Unfortunately, the phrase “no significant difference” may be deeply misleading unless it is correctly interpreted, under the unintuitive logic of frequentist hypothesis tests, and has led the authors to a mistake; it may be true that the interventions are practically exchangeable, but that conclusion cannot be reached from “not significant.” The P-value resulting from frequentist hypothesis tests represents an approximation of the probability that data more extreme than the data at hand would be observed, if the test hypothesis was true; where “probability” represents the frequency in a hypothetical series of identical repeated trials, and the test hypothesis is some statistical model including its parameters.²

The P-value is calculated under the assumption that the test hypothesis (whatever it is) is true, so never indicates support for the test hypothesis, which would involve circular reasoning. Though the “evidential” meaning of P-values is contested and generally dubious,³ in simple terms the P-value can be considered a summary of the evidence provided by the data to refute the test hypothesis,⁴ or equivalently, an expression of how surprising it would be to observe data at least as extreme as these, if the test hypothesis was in fact true.² Though a small P-value may suggest (charitably) that some aspect of the test hypothesis is untrue, the usage advocated by Fisher, a large P-value does not support that it is true, because it says nothing about other test hypotheses (in this case, difference between interventions) with which the data may be compatible. It is, therefore, incorrect to conclude anything substantive from a large P-value. Unfortunately, the incorrect interpretation that a large P-value indicates that an effect or association is absent appears common in clinical trials reporting.⁵

An emphasis on confidence intervals may mitigate some of the limitations of reasoning based on hypothesis tests, even if their exact meaning is unintuitive. This is a popular view,⁶ and is generally encouraged by relevant reporting guidelines. Considering the authors' estimate of the relative incidence risk (which they express as odds ratio) of at least one relapse, which they state as 1.40 (95% CI: 0.40, 4.96, P = 0.60), the confidence interval represents, in simple terms, the set of values of the parameter of interest (test hypotheses) with which the data are reasonably consistent; in some sense, those values of the parameter that the data at hand cannot rule out. Although I profess no expertise with the assessment of intervention effect sizes in neurology, at face value the interval is fairly wide; the data are consistent with benefit of the 6-weekly intervention of about 2.5 reduction (1/0.40) in the odds of relapse, or detriment of about 5 times increase in the odds of relapse. The extent of evidence this study provided in support of the 6-weekly intervention depends strongly on a contextual interpretation of all the effects within the nominated uncertainty interval, which was not provided by the authors.

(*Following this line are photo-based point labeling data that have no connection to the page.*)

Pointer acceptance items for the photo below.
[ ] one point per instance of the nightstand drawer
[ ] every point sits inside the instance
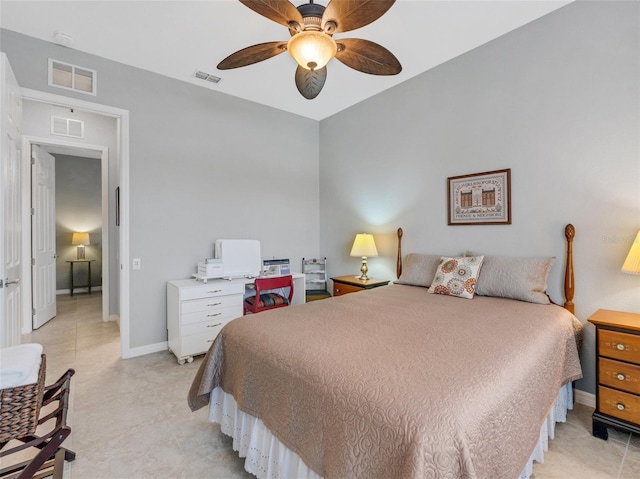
(341, 288)
(618, 404)
(619, 375)
(614, 344)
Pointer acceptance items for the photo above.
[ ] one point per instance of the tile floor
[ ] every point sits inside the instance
(130, 419)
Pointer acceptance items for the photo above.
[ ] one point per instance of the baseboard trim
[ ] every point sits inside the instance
(584, 398)
(150, 348)
(68, 291)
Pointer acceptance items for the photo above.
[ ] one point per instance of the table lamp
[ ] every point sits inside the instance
(82, 240)
(364, 246)
(632, 263)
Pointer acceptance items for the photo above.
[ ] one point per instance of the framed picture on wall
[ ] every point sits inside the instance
(480, 198)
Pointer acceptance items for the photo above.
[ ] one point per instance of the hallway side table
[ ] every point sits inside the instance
(74, 286)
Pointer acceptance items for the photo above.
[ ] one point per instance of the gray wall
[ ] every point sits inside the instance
(203, 166)
(557, 101)
(78, 208)
(99, 130)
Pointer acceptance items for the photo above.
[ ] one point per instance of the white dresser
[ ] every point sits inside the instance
(196, 313)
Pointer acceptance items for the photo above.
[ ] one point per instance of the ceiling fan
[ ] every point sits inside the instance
(312, 45)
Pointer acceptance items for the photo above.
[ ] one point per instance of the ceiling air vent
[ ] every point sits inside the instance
(207, 77)
(72, 77)
(67, 127)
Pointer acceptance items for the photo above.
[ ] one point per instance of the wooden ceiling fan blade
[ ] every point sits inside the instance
(367, 57)
(310, 82)
(280, 11)
(351, 14)
(252, 54)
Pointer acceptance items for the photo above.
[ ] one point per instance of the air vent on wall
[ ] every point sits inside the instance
(72, 77)
(67, 127)
(207, 77)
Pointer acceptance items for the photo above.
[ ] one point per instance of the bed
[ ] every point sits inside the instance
(397, 382)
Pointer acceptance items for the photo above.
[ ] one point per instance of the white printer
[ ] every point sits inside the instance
(232, 259)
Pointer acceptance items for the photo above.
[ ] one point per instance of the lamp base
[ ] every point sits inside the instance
(363, 270)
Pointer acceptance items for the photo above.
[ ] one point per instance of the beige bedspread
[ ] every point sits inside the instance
(395, 382)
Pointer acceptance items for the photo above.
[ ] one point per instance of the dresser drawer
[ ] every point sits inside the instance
(624, 406)
(205, 328)
(341, 288)
(217, 314)
(614, 344)
(208, 304)
(619, 375)
(210, 291)
(198, 343)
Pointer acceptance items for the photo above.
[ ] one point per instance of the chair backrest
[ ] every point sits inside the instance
(266, 284)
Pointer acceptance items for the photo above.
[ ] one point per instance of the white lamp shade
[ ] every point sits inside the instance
(364, 245)
(80, 239)
(632, 263)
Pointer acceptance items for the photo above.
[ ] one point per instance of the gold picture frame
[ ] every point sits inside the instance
(480, 198)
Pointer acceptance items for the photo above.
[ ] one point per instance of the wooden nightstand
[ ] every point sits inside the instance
(617, 372)
(351, 284)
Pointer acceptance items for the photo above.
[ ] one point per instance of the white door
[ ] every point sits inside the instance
(43, 235)
(10, 207)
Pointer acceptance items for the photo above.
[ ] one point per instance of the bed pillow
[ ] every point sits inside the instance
(419, 269)
(457, 276)
(524, 279)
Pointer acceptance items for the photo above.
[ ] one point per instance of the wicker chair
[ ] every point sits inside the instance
(21, 421)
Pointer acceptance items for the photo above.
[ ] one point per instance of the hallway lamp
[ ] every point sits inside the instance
(81, 240)
(364, 246)
(632, 263)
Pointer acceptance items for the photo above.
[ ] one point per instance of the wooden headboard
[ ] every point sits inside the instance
(569, 285)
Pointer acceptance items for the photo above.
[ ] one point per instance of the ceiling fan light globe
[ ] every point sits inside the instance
(312, 49)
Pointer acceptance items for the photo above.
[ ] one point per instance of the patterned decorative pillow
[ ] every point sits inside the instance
(457, 276)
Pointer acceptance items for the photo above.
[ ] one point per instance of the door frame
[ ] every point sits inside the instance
(122, 155)
(27, 142)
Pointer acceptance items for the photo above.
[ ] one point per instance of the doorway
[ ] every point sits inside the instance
(77, 201)
(119, 177)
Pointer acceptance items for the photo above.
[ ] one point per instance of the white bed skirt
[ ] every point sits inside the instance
(267, 458)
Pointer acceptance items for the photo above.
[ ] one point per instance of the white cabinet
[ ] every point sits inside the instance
(196, 313)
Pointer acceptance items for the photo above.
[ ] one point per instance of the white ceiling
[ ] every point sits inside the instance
(176, 38)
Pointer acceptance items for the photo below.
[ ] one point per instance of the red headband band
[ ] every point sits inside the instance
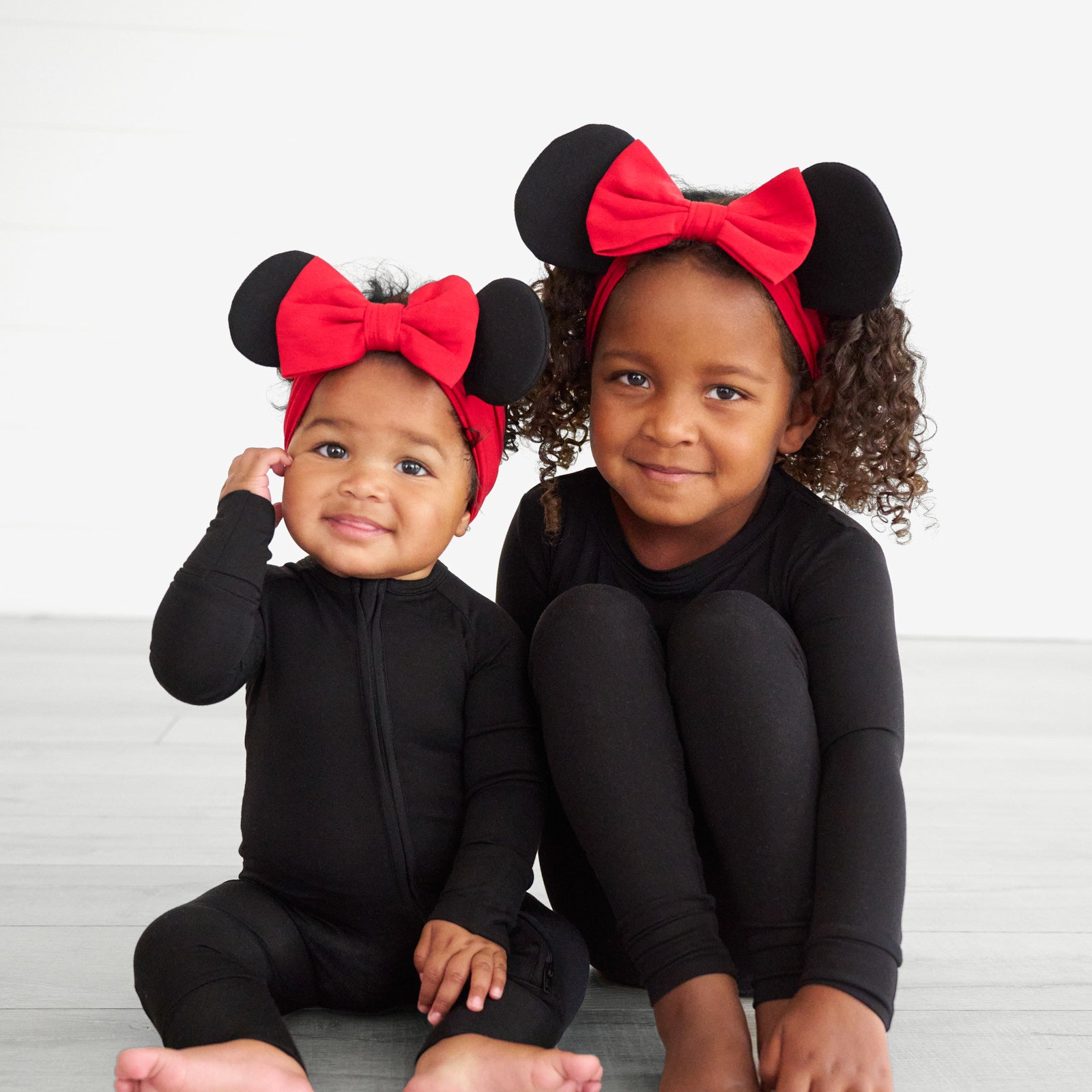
(637, 207)
(326, 322)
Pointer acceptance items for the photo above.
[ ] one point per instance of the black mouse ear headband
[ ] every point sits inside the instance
(822, 242)
(298, 313)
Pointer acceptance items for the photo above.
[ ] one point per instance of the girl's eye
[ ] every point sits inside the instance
(725, 394)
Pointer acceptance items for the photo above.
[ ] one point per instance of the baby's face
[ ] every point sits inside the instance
(380, 472)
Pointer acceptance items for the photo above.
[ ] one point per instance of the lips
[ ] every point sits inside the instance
(658, 472)
(355, 527)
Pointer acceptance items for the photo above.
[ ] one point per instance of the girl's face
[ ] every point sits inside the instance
(691, 400)
(380, 472)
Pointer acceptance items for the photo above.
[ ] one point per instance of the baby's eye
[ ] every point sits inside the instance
(725, 394)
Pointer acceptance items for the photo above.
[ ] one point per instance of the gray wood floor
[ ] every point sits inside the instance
(117, 803)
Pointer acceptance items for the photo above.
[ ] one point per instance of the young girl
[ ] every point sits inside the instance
(713, 650)
(392, 803)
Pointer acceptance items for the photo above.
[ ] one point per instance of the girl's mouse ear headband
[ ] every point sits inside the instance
(296, 313)
(822, 242)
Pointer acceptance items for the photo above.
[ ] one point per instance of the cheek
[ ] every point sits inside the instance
(611, 423)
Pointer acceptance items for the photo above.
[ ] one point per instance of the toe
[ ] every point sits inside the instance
(136, 1064)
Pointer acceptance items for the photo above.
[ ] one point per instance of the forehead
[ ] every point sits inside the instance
(682, 305)
(385, 390)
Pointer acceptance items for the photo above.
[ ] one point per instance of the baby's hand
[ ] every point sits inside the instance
(250, 471)
(445, 956)
(827, 1040)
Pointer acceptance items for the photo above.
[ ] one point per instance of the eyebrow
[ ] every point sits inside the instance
(709, 369)
(415, 438)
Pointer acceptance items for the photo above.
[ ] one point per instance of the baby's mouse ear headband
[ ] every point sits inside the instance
(298, 314)
(822, 240)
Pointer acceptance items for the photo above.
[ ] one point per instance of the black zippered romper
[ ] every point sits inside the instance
(393, 775)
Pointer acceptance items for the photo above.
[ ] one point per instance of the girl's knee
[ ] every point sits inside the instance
(167, 940)
(733, 625)
(586, 613)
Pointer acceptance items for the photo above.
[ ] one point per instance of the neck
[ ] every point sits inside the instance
(663, 546)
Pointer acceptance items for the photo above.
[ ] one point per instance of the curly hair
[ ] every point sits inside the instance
(390, 285)
(865, 455)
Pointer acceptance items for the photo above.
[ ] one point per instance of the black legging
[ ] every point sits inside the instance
(688, 768)
(227, 964)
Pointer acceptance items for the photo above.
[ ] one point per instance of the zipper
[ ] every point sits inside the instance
(382, 737)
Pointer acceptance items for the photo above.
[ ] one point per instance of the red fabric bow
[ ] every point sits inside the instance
(637, 207)
(326, 322)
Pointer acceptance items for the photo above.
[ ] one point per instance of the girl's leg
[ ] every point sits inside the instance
(617, 764)
(223, 968)
(740, 687)
(598, 671)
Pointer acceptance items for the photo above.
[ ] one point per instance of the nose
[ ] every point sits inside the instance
(669, 420)
(363, 480)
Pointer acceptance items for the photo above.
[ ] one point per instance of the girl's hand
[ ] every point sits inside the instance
(826, 1042)
(250, 472)
(445, 956)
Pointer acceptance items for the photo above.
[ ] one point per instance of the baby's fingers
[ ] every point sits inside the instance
(769, 1062)
(500, 975)
(459, 968)
(482, 970)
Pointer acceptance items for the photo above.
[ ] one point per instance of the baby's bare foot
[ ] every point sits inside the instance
(706, 1037)
(244, 1065)
(478, 1064)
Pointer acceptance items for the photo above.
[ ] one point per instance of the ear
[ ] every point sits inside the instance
(511, 345)
(253, 317)
(463, 524)
(854, 260)
(553, 199)
(802, 423)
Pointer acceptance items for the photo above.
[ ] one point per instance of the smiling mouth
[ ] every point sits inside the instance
(659, 473)
(356, 527)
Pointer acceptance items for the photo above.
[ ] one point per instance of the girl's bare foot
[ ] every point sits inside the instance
(767, 1017)
(706, 1037)
(244, 1065)
(478, 1064)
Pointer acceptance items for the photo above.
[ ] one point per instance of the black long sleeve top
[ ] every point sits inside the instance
(828, 578)
(394, 769)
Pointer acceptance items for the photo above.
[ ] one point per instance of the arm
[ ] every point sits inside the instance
(523, 573)
(502, 780)
(846, 624)
(207, 637)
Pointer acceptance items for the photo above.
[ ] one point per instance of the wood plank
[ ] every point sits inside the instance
(932, 1052)
(89, 966)
(134, 893)
(113, 840)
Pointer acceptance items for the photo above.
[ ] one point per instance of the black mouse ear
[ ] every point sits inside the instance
(253, 317)
(854, 260)
(511, 345)
(553, 199)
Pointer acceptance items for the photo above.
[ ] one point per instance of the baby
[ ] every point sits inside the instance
(394, 780)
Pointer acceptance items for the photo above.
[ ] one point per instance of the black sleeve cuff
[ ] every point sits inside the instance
(236, 544)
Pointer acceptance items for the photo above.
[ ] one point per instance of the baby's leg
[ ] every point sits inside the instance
(214, 977)
(506, 1048)
(600, 677)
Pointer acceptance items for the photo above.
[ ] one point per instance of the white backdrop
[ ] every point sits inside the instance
(152, 153)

The conflation of “not statistically significant” with “not different” is an apparently common, but fundamental, error. The apparent effect of this and related misinterpretations of frequentist statistics have led to recent calls for major reform.⁸ For the majority of situations, I contend that veterinary clinical researchers would be wise to set aside “significance,” P-value thresholds, and related concepts altogether, and focus on estimates and their uncertainty.